You may want to post it in the homework section as a separate question.

 

[T.Engineer]

OK, I will.
Thank you very much!

 

[EnumaElish]

If the value of fc will be chosen in such a way that still keep the orthogonality property of Hermite polynomial, then orthogonality is preserved. (15) will apply, although with a different normalization constant and different psi functions.

New psi = old psi * cos (2 pi fc t).

 

[T.Engineer]

(15) will apply, although with a different normalization constant

do you mean with different N_n which is represented by eq(16)

 

[EnumaElish]

Correct; that's because the integral in (15) will evaluate to a different output.

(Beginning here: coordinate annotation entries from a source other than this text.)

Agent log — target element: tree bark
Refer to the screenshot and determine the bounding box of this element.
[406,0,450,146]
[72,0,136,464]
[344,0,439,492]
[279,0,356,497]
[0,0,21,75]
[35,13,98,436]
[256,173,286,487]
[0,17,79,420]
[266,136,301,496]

Another possibility is N_n will remain the same, but the delta will be different. Or both might change.

But the "qualitative" result will not change, as long as fc is chosen to preserve orthogonality. That is, you will get to (17) with the new psi functions.

 

[T.Engineer]

1. please, can tell me how to find the normalization coeffecient N_n?
2. you said different δ _n,m.
I know thet δ _n,m is Kronecker delta function, how it can be changed?
Thanks a lot!

 

[EnumaElish]

1. N is determined by the output of the integral in (15). If the integral evaluated to δ*K for arbitrary K, then the norm. constant would have been N = 1/sqrt(K).

2. The δ itself won't change; but you may have something like Integral = z(δ 2ⁿn!\sqrt{\pi}) for some function z.

 

[T.Engineer]

1. you mean for arbitrary n,m.
2. what do you mean by z.
3. can you tell me how to evalute eq(15) to get this result: δ_n,m 2^n n! sqr(pi).
if I you will know how they get this result for Hn, Hm, so I can also evaluted for my equation with Hn * cos (...)
but this is my problem I don't know how they get this general formula.

 

[EnumaElish]

1. yes

2. arbitrary function that results from including the cos term in the integrand (I haven't tried to integrate (15) with or without the cos term, so I don't know what z actually "looks like," even if we assume that a closed-form solution exists with the cos term)

3. I don't know; I think [9] might have the answer. Someone has suggested to look it up from an integration table (under another thread in the homework section).